Securitization

Securitization is a process where a financial institution issues a financial instrument by combining different financial assets into one asset. The financial institution later sells these combined, repackaged assets to an investor. This is done to free up capital for originators and can offer opportunities for investors. Regardless, both increase liquidity for the financial institution and the marketplace.

Usually, securitization is closely linked to the world of lending and debt. These financial assets are sometimes called collateralized debt obligations (CDOs), bonds or pass through securities. Securities are also very common in the world of mortgage lending. In the world of home loans and mortgage lending, they are commonly referred to as mortgage-backed securities or MBS. Securities backed by other types of assets tend to be called asset-backed securities or ABS.

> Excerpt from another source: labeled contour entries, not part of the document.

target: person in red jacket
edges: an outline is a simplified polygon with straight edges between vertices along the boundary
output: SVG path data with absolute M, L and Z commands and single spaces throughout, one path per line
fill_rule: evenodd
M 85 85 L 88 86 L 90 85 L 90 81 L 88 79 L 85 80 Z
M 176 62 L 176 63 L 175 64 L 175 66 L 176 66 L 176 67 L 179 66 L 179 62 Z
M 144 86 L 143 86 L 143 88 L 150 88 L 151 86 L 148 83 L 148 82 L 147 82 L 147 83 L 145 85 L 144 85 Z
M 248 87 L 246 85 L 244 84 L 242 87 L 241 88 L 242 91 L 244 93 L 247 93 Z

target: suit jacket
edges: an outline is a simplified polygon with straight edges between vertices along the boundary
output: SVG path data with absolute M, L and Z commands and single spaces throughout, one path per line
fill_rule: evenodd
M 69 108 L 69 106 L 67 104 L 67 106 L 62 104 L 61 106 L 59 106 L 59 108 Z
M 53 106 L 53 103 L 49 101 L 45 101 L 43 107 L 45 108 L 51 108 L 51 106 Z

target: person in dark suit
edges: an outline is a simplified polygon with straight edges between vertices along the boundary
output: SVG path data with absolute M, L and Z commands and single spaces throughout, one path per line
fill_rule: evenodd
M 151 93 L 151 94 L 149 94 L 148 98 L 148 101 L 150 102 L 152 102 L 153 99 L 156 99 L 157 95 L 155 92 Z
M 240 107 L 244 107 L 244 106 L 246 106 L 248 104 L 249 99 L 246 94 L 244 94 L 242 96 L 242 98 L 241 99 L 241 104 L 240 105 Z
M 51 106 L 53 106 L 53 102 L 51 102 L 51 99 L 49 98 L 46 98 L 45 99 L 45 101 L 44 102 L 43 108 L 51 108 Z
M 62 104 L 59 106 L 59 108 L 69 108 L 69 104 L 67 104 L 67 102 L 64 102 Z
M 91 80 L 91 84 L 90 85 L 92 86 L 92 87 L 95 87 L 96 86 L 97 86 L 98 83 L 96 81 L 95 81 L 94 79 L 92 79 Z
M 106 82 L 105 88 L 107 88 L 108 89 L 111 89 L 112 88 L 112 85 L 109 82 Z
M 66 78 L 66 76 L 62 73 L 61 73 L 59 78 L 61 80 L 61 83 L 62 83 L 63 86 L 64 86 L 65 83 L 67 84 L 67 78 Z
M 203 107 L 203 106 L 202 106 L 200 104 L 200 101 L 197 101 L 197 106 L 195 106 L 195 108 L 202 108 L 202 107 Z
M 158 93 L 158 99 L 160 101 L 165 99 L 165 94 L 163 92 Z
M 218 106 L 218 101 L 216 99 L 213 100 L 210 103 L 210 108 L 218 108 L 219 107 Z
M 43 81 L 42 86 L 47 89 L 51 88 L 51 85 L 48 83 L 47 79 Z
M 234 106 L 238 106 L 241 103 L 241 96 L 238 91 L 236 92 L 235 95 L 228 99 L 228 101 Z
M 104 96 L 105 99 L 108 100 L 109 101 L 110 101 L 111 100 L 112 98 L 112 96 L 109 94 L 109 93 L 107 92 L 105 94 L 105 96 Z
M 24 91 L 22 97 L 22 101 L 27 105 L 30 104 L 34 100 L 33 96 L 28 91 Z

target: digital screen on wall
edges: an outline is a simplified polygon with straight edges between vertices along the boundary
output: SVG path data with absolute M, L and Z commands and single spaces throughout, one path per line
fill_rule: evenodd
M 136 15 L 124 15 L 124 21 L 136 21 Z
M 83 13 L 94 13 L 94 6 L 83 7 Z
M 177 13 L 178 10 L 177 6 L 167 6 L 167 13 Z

In the United States, the government-backed companies Freddie Mac & Fannie Mae purchase mortgages from financial institutions and resells them as securities. This securitization is done in order to encourage financial institutions to provide more mortgages. Hypothetically this can help the real estate market stay healthy and keep home prices affordable.

Securitization can provide certain risks to the market. It may have played a part in the 2008 subprime mortgage crisis. The California Public Employees’ Retirement System or CalPERs sued the rating agencies Moody’s and their rivals for mislabeling securities in 2009. They later settled out of court for $130 million.

Historically, securitization was invented in the Dutch Republic of the 17th century. They became a bit more common by the 19th century with the introduction of railroad mortgage bonds. In the late 20th century securitization became a universally accepted financial instrument.